O carro partiu suavemente, sem pressa.
Ming Sheng olhou para trás, vendo os olhos escuros e profundos de Fu Xizhou, com um olhar de avaliação sutil.
“Você…”
Antes que pudesse terminar, ele se inclinou, segurou seu queixo, e um beijo feroz e intenso caiu sobre ela como uma tempestade, selando seus lábios e bloqueando qualquer chance de provocá-lo novamente.
Lá fora, a chuva começou a cair, cobrindo a estrada seca com uma camada de água.
Nos olhos de Fu Xizhou também refletia a umidade da noite chuvosa; o ciúme avassalador transbordava, extravasando num beijo nada gentil, quase brutal.
A cabeça de Ming Sheng foi segurada, tornando-se uma cordeira à mercê do predador.
Ela se entregou docilmente, deixando-o explorar cada recanto de sua boca, mandíbula dormente, a língua dolorida até o coração tremer.
Fu Xizhou colava seus lábios nos dela, ardentes, avançando com força, cada toque trazendo eletricidade.
Sua respiração quente envolvia tudo, segurando os lábios dela profundamente, ignorando o rubor da falta de ar, decidido apenas a esmagá-la.
Ele estava perdendo a razão, querendo alcançar até o mais profundo dela.
Queria que ela soubesse que todos esses anos esteve sozinho, mergulhado em emoções dolorosas, noites insones, lembrando de quando ela dormia tranquila em seu peito, e só conseguia atravessar as noites lutando boxe e bebendo.
O ruído no banco de trás não passou despercebido ao motorista.
Com um terceiro presente, Ming Sheng reprimiu a voz, as orelhas pequenas coradas, cílios longos tremendo, a respiração instável.
Mas a vergonha não impediu seu desejo de ser uma rainha.
Logo dominou o ritmo, abandonando a inocência, liberando a paixão, aproveitando o momento em que Fu Xizhou ficou surpreso, sentou-se em seu colo, tornando-se a parte dominante.

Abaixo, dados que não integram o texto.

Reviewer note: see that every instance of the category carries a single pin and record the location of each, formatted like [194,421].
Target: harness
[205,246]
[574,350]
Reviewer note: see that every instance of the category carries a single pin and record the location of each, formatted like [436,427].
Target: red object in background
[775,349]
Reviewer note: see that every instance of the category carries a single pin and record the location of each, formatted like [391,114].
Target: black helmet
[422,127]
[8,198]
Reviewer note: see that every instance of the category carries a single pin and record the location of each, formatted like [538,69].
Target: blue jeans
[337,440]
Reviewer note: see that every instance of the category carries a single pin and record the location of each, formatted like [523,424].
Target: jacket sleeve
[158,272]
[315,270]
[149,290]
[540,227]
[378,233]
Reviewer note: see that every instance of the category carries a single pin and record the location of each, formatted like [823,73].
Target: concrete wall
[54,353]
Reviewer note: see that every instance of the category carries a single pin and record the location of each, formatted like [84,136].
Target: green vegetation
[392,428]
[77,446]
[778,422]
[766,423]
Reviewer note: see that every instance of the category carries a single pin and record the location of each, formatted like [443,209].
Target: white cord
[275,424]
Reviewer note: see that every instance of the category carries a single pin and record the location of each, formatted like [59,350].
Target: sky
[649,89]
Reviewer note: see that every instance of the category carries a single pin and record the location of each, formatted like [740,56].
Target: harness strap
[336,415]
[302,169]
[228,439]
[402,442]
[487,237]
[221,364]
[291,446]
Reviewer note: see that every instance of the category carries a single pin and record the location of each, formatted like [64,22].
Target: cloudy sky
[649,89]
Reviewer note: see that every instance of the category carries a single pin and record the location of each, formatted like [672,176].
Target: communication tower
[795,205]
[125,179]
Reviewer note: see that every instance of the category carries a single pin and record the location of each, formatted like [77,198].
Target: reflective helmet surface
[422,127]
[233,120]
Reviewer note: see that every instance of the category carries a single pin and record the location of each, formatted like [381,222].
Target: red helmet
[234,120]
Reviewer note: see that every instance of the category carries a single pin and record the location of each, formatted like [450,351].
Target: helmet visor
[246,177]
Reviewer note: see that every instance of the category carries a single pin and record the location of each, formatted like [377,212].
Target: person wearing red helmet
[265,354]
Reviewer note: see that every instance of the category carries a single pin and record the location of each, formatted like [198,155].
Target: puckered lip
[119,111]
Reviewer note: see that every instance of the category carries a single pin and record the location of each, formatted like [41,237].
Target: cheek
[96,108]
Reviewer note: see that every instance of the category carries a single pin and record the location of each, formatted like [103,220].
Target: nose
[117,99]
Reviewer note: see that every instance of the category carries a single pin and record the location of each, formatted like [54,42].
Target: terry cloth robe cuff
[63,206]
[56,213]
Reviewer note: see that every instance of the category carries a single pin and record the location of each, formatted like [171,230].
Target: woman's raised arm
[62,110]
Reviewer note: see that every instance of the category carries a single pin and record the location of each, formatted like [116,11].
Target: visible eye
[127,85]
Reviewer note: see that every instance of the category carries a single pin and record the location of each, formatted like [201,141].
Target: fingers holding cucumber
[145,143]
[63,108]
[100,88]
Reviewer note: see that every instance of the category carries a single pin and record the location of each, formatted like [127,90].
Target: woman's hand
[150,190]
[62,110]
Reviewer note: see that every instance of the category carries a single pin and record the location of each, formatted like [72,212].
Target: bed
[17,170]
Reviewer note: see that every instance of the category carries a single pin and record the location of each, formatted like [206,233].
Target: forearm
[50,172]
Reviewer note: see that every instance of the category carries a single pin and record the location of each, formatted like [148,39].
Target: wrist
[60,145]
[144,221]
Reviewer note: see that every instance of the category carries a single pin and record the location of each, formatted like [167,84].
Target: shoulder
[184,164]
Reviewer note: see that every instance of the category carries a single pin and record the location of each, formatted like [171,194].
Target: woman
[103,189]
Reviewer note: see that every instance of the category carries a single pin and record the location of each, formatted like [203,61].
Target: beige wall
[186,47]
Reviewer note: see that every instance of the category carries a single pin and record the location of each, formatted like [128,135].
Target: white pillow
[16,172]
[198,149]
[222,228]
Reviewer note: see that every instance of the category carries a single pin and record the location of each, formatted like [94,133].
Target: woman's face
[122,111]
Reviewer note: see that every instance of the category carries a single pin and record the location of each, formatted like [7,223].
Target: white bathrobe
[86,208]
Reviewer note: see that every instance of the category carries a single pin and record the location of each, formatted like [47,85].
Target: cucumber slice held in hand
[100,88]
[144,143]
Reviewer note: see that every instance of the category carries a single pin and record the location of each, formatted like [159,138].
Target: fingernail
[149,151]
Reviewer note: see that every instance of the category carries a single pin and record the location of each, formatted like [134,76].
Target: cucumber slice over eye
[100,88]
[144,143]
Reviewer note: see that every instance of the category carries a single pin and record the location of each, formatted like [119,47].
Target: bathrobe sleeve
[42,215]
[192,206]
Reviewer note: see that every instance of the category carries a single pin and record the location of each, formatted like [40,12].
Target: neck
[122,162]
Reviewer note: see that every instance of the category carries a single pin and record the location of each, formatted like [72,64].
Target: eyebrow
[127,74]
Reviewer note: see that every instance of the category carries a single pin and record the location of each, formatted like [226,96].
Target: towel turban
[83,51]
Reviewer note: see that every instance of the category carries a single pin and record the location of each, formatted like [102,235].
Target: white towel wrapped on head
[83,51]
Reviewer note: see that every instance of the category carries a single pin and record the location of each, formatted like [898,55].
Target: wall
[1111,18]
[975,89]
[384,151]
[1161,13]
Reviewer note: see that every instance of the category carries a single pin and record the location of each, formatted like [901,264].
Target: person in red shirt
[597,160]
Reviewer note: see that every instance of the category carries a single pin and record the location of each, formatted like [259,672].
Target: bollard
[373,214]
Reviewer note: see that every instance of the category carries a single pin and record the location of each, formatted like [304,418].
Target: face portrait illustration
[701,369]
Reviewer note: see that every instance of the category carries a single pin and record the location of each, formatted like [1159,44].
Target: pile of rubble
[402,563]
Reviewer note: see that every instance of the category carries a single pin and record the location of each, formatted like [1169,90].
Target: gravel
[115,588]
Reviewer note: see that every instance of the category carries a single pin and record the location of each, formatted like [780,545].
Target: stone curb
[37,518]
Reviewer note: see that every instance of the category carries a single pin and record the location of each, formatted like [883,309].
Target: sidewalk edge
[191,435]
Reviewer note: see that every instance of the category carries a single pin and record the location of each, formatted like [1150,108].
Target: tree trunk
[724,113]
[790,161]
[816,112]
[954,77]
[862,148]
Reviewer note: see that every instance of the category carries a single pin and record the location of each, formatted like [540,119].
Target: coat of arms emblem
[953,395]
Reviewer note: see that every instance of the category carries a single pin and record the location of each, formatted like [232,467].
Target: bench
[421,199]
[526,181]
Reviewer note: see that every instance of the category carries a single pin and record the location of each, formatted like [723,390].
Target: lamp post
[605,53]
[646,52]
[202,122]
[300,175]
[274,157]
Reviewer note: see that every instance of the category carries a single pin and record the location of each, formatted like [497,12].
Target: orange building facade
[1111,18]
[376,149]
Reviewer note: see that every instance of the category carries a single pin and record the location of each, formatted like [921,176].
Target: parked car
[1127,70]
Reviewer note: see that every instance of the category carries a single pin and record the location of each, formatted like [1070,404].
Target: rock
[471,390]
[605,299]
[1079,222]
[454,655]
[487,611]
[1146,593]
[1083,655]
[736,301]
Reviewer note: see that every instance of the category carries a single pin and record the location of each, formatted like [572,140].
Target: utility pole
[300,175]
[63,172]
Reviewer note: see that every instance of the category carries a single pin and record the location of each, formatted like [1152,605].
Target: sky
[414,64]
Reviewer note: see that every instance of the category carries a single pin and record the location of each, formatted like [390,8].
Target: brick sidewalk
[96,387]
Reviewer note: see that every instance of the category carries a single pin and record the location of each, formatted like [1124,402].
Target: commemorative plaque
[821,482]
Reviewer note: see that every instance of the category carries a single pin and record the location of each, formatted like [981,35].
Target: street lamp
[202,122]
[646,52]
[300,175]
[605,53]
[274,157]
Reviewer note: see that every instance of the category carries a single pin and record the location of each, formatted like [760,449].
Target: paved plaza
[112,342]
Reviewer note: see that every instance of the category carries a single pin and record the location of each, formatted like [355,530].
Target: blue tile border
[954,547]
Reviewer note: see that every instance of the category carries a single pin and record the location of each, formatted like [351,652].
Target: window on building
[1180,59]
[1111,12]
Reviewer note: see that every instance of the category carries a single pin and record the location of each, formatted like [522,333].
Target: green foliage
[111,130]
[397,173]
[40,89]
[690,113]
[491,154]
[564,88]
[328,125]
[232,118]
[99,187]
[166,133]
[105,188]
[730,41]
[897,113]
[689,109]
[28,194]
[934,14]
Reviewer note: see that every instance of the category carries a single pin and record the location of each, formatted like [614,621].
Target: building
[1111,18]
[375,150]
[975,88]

“Minha técnica de beijo melhorou?”
Sussurrando com um sorriso suave, seus lábios chegaram ao ouvido dele, matando e ferindo ao mesmo tempo. “Todo homem de Paris é um mestre do beijo.”
Fu Xizhou apertou os lábios, os olhos tempestuosos.
Logo segurou a nuca dela com uma só mão, bloqueando qualquer palavra daquela feiticeira.
O motorista sábio sabia quando acelerar.
Chegaram rapidamente ao estacionamento subterrâneo do hotel cinco estrelas; o motorista olhou fixamente enquanto Fu Xizhou carregava Ming Sheng nos braços em direção ao elevador, cujas portas se fecharam logo depois.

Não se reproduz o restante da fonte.